I also noticed what appeared to be a vascular plant growing profusely just below the high tide line which I did not recognize. What I could see was fairly stringy – perhaps a bit woody, but if not, at least the stems appeared to be tough. Leaf buds were already swollen. Given the brackish/intertidal location, it does not seem like there are too many options, but it didn’t fit with anything I could think of, so I hope to go back there in the spring to see whether it’s something familiar I just didn’t recognize, or something new (to me).
On the way out in the skiff, we spent some time glassing the ducks that were in a large pool – among them were a couple of Eurasian Wigeons (which made me wonder if the male that has been seen at the park from time to time this winter also spends time at Leesoffskaia).
We made one more stop along the gravel point (which may have been built up for logging use, but I’m not sure).

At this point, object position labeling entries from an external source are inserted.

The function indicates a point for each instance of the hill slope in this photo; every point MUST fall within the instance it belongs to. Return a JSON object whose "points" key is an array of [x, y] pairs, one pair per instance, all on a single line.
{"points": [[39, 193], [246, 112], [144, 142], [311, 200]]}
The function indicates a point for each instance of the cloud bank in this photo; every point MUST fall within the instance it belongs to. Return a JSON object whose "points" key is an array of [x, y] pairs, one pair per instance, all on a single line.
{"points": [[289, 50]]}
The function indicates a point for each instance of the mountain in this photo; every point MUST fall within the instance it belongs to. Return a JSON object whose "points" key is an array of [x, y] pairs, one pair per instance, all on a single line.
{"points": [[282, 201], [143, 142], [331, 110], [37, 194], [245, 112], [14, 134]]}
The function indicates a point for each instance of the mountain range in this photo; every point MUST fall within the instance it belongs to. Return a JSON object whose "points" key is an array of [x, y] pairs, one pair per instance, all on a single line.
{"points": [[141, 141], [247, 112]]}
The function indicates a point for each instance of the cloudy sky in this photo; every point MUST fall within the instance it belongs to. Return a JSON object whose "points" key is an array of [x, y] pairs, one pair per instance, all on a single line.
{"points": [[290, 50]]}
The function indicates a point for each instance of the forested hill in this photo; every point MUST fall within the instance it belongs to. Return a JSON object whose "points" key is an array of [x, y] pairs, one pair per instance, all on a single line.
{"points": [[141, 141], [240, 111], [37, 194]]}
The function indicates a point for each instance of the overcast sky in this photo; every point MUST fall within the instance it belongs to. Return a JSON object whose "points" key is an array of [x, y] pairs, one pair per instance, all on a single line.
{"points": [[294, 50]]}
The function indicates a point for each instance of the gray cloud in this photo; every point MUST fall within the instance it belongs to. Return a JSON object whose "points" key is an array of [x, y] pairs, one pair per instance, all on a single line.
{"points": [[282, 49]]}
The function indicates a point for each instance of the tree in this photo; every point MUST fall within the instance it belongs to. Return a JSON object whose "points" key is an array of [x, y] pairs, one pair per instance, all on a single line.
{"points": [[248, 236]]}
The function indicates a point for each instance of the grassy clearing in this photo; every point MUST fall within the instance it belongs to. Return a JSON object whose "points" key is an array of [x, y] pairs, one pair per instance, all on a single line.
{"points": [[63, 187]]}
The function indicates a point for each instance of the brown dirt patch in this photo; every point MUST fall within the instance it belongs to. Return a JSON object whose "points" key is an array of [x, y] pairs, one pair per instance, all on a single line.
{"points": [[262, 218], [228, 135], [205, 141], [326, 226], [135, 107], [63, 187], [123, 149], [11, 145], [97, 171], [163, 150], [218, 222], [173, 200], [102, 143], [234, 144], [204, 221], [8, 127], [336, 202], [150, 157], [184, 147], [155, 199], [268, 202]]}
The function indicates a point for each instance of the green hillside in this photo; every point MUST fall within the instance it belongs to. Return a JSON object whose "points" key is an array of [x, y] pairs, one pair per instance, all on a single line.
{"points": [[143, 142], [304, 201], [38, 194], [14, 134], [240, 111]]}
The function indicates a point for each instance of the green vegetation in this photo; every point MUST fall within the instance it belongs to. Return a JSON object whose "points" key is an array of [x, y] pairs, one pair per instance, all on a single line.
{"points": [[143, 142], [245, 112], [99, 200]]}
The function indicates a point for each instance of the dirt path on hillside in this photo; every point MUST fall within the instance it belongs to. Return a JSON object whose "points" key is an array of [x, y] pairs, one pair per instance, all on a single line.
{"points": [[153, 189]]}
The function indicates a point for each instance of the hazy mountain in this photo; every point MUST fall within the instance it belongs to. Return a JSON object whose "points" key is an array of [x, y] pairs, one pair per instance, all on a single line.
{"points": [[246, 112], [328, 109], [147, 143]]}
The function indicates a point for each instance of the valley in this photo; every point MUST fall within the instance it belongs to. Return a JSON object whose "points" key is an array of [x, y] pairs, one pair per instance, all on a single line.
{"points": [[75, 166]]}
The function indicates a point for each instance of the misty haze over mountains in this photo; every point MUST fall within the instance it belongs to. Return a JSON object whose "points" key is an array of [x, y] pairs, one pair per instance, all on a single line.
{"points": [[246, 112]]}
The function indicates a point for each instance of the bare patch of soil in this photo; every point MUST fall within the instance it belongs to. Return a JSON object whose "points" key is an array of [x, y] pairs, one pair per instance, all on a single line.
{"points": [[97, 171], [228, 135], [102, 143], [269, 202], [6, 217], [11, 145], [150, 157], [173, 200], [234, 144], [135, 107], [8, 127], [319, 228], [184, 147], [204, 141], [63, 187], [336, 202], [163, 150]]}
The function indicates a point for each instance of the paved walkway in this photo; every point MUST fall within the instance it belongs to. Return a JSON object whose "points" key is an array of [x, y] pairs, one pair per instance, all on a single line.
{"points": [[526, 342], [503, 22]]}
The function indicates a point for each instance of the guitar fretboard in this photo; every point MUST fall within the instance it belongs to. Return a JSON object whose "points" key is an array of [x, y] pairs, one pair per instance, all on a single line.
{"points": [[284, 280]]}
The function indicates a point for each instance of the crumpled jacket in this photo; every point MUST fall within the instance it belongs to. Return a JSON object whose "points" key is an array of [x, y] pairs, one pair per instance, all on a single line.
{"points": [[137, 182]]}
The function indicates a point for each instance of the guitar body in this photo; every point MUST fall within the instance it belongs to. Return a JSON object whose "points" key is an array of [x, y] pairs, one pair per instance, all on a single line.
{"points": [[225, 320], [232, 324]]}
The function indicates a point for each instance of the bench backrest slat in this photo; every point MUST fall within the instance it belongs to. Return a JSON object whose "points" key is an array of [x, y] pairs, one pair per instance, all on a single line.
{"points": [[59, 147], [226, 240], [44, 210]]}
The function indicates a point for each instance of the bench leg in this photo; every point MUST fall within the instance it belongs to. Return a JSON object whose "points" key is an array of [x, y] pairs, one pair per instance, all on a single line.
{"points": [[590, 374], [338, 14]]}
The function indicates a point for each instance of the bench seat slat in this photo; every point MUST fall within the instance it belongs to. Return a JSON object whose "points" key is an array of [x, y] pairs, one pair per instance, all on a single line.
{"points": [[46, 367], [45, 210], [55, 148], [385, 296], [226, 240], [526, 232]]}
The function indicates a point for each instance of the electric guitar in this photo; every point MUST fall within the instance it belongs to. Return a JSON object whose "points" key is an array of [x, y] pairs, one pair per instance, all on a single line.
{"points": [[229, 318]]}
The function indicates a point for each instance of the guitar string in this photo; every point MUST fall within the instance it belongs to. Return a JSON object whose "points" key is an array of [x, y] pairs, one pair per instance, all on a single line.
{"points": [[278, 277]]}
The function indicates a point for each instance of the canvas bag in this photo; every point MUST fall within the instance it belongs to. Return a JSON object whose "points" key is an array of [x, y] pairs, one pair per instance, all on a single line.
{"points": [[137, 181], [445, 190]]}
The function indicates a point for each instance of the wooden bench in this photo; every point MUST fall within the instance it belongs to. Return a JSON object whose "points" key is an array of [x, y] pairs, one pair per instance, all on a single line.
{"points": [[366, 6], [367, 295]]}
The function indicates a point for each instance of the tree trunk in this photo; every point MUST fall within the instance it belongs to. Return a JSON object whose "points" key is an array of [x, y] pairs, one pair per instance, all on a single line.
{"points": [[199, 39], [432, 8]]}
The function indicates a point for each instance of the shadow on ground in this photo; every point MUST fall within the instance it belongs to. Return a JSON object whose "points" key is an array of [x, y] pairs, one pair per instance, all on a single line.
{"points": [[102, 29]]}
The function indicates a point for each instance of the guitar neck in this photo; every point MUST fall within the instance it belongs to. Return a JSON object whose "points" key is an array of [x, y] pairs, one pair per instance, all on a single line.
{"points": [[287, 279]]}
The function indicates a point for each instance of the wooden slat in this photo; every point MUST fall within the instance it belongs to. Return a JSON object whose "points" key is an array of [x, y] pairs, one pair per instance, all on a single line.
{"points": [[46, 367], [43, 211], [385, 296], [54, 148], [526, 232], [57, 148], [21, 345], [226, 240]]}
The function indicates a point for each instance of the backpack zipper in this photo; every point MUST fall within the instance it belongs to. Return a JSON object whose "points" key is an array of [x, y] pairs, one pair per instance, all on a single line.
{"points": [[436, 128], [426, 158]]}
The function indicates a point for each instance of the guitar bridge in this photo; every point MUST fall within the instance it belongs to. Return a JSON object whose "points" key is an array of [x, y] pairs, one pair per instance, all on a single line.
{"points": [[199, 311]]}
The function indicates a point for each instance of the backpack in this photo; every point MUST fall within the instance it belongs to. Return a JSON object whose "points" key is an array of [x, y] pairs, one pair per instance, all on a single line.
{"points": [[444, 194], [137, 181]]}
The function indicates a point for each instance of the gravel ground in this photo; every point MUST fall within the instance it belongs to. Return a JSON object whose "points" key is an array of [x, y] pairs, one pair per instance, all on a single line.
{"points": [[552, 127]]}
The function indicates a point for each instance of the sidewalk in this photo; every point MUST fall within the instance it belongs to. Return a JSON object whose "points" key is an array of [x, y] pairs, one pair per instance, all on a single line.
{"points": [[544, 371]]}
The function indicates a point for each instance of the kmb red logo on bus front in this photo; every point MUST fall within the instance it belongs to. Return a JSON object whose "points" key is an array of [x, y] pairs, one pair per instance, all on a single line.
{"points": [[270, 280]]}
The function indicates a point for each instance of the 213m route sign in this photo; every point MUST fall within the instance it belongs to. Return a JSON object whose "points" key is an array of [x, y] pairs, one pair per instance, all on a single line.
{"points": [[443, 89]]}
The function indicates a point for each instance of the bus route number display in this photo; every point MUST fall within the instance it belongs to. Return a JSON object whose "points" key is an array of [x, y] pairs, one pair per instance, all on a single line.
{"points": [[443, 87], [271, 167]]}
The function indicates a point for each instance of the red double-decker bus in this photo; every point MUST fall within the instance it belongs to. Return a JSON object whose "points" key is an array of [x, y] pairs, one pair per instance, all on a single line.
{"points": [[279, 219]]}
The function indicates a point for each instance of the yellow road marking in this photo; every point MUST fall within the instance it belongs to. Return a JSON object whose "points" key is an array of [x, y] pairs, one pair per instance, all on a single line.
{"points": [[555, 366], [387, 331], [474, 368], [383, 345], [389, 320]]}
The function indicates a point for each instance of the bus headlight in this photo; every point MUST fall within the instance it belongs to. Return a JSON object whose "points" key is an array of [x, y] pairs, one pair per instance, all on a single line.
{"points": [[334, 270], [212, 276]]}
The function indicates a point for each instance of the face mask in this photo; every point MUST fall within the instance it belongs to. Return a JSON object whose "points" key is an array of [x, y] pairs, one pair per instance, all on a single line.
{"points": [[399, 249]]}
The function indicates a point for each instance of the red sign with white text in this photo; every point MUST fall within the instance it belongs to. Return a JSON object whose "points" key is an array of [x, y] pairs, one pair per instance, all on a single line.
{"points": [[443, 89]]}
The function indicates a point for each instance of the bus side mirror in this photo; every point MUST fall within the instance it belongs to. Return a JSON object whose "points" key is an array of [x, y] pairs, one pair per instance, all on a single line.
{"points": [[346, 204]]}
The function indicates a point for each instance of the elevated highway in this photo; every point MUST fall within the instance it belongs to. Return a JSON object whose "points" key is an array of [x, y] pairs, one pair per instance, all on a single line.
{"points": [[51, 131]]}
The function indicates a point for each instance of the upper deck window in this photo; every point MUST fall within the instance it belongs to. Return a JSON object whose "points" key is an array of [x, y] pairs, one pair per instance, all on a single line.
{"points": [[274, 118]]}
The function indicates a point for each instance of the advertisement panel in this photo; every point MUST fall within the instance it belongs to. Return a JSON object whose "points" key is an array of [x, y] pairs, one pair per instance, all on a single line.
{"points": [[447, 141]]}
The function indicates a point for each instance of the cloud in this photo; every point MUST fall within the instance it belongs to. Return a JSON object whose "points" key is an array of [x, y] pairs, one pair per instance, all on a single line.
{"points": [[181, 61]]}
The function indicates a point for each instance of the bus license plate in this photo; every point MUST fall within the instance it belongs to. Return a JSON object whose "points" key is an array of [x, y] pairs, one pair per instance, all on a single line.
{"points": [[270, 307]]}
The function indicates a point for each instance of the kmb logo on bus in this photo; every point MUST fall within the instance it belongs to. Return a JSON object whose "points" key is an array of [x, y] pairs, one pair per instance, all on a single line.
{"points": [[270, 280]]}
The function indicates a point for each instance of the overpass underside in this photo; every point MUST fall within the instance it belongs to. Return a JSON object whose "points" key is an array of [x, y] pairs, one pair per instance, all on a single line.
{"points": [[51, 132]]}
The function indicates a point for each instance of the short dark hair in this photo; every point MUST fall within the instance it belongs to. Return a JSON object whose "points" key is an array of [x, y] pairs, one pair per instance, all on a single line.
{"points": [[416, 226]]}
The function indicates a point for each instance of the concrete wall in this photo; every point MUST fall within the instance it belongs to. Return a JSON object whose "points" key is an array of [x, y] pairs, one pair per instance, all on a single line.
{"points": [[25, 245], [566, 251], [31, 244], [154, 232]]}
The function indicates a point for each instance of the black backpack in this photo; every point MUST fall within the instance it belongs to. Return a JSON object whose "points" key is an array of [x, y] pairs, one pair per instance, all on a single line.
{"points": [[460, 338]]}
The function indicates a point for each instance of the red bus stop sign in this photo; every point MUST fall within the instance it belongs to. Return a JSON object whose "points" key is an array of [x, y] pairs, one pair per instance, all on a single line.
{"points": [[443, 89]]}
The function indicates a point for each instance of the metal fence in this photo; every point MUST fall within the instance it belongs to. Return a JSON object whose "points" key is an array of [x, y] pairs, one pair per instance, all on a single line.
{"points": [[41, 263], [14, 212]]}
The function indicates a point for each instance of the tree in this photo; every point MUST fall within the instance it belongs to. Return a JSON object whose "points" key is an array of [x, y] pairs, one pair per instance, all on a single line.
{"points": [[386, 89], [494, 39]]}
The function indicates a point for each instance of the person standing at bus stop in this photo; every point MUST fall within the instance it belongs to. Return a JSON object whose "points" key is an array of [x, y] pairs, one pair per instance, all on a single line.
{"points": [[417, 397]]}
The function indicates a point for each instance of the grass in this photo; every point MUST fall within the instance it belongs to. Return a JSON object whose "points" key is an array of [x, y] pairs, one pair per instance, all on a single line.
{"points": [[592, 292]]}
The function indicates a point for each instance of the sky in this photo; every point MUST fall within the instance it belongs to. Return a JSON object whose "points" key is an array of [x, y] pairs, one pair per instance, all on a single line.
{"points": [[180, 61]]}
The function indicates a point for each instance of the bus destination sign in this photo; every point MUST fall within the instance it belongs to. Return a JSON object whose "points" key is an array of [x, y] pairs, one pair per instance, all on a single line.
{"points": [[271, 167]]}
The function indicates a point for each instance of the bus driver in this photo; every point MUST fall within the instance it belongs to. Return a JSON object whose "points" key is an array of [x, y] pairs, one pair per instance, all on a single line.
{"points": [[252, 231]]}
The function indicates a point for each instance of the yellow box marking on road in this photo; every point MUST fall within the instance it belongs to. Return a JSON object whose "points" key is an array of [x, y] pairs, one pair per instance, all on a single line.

Kitty wanted to pick up some rock for her garden, and I poked around a bit.
It seems to be a fairly heavily used sight for picnics/camping, and not everyone cleans up after themselves. We picked up a string of Christmas lights among other leavings on the gravel spit. The forested area nearby also looked to be quite well used for camping (little underbrush in the flat areas – I suspect trimmed away to accommodate tents) and a fire pit or two.